Speaker 1:Yeah, if I was going to start another broker, I would want to be able to be different somehow. I'd want to be connected, I'd want to be tied into a shipper or tied into assets in the right way, or LTI like something. But just starting a traditional freight broker on its own with no special effects, essentially that would be a lot harder than I want it to be.
Speaker 2:Yeah, but we've always said it's going to happen, it's a bad time to start. Even five years ago, I always said no, it's probably going to be a bad time, but it would have been the right time then too. Yep.
Speaker 1:Go ahead. Well, listen, this has been great. I appreciate all your insights, hearing your story, learning about how you built Global Trans 10.4 and now emerging to the companies they are, and I think my audience will really appreciate all the insights you've provided and certainly the book that we'll all now be reading in the near term. People can send you their personal feedback and what they learned from it.

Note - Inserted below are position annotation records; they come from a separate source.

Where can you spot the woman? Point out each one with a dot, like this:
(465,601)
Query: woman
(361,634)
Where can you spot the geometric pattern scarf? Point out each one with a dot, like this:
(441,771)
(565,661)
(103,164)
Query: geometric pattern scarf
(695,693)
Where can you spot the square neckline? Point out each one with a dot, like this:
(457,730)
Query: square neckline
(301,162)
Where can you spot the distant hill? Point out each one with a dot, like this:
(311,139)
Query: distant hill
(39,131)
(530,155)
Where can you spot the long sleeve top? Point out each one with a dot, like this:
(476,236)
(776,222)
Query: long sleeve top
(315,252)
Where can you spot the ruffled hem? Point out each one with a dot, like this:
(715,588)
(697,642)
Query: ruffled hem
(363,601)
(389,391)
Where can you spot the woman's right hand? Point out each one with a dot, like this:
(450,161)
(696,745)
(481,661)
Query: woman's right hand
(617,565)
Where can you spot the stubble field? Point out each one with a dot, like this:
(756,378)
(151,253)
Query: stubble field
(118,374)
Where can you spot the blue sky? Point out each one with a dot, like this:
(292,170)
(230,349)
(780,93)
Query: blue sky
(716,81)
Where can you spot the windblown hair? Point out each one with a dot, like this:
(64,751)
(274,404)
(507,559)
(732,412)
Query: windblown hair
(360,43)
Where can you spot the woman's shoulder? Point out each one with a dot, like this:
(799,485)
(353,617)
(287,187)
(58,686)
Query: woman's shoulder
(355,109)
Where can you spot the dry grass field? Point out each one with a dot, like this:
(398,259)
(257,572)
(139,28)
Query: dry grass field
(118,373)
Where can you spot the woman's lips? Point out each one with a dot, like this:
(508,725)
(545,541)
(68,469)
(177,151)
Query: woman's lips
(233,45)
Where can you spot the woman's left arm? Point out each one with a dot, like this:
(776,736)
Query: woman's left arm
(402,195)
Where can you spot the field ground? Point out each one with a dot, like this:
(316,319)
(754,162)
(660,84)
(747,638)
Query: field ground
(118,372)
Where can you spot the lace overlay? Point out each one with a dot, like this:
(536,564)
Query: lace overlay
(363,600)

Speaker 2:Yeah, please do. Please send me feedback. Linkedin you can reach me at, and I'd love to hear anybody that has any reaction to it.
Speaker 2:Love to hear about that. But yeah, thank you, andrew. I think I'm glad that you and I have become friends over time and at least I think we got off on the wrong foot. But I think that you're actually the first person I ever said I think I got on the wrong foot with this guy. I usually don't, but then in this industry I've learned that sometimes my way I talk doesn't make friends at first, but that's always been the case for me.
Speaker 2:But I'm glad that you and I have got to that point where we can be friends.